Pamela Samuelson – Does Using In-Copyright Works as Training Data Infringe?
11 hours ago
- #AI
- #copyright
- #fair-use
- Over 40 lawsuits filed in U.S. courts against GenAI developers for copyright infringement related to training data.
- Fair use is the main defense for GenAI developers, with mixed success in cases like Bartz v. Anthropic and Kadrey v. Meta.
- Judges debated the implications of using 'pirated' books and a novel 'market dilution' theory affecting human authors.
- Copyright law protects original works but is limited by the fair use doctrine, which considers four factors.
- Transformative purpose is key in fair use cases, as seen in Campbell v.
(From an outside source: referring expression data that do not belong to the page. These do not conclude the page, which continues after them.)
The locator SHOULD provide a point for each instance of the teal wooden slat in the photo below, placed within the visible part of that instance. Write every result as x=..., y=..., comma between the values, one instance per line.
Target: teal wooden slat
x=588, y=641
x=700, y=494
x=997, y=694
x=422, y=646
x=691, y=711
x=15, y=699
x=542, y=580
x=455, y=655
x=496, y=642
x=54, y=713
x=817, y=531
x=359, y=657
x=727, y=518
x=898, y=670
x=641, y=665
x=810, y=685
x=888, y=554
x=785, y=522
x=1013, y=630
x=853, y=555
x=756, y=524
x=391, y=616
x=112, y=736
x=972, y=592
Acuff-Rose.
- Bartz and Kadrey cases involved class actions against Anthropic and Meta for using books to train AI models.
- Judges found some training uses transformative but cautioned that other factors must also be considered.
- Commercial purposes can weigh against fair use, but less so if the use is transformative.
- Using pirated books as training data was criticized but not definitively ruled against fair use.
- Highly expressive works like those of Bartz and Kadrey are closer to the 'core' of copyright protection.
- Copying entire works for training was deemed reasonable given the transformative purpose.
- Lost license revenues and lost sales arguments were largely dismissed by judges.
- Market dilution theory, suggesting AI outputs flood markets and harm human authors, was seen as novel but speculative.
- Judge Chhabria suggested certain genres and authors might be more affected by AI-generated competition.
- The market dilution theory lacks precedent and may face challenges on appeal.
- Courts may award monetary relief rather than issue injunctions against GenAI training.
- Bartz and Kadrey decisions indicate some training uses may be fair, while others may not, leaving the issue unresolved.